Il est possible que la procédure d’expertise n’ait pas les mêmes vertus lorsqu’on l’applique aux projets urbains. Ce que nous allons tenter de montrer en limitant nos développements à l’urbanisme et l’aménagement pratiqués par les collectivités locales et en prenant appui sur notre expérience.

1 - Il n’y a pas d’experts en aménagement et en urbanisme.

L’urbanisme et l’aménagement ont pour principal objet de proposer à la puissance publique de prendre des décisions qui ont pour effet de modifier le cours « naturel » d’une urbanisation, la trajectoire d’évolution « spontanée » d’une ville :
 soit par le moyen de règlements donnant lieu à la délivrance d’autorisations et de permis ;
 soit par le moyen d’opérations d’aménagement lancées par la puissance publique ou autorisées par elle ;
 soit par le moyen d’orientations à long terme s’inscrivant par exemple dans les schémas de cohérence territoriale.

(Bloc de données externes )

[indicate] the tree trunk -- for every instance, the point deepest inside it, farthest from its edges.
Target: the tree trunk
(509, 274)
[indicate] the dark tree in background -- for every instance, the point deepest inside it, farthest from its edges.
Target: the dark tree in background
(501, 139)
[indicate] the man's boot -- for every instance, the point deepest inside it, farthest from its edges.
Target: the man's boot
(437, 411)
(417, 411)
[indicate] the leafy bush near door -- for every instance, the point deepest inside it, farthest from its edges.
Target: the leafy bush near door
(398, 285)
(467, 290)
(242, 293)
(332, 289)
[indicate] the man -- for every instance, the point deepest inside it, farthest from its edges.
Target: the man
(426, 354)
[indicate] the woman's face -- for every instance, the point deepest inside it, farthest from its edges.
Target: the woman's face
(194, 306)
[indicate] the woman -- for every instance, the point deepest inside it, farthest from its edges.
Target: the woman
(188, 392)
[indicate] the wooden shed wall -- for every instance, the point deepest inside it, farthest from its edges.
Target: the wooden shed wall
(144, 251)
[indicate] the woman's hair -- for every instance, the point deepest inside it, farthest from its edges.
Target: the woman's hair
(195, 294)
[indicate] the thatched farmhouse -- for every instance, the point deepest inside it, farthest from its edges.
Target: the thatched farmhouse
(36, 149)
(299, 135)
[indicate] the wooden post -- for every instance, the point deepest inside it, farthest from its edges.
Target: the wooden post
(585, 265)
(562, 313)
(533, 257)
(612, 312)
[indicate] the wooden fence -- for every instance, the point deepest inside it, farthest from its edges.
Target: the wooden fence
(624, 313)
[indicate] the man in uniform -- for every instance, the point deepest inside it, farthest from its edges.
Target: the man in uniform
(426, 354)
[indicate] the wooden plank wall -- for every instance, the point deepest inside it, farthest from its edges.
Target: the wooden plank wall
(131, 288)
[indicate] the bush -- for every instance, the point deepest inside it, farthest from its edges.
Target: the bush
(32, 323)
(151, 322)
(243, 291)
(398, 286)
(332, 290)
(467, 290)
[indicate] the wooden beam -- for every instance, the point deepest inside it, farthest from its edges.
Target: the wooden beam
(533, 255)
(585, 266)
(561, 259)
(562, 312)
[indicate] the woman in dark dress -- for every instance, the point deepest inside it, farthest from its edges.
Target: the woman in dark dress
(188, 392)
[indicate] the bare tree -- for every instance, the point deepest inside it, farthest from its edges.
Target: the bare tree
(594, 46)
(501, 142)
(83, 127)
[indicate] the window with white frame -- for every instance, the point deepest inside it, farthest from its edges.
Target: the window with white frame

Il faut sans doute aussi distinguer l’urbanisme et l’aménagement comme prescripteurs du changement urbain des matières et disciplines connexes qui sont à utiliser :
 d’une part pour bien comprendre la complexité d’une situation urbaine, pour appréhender correctement l’instabilité d’un sous-sol, des risques écologiques...
 d’autre part pour réaliser le changement par des emprunts, des acquisitions foncières, des ouvrages d’art, des autorisations...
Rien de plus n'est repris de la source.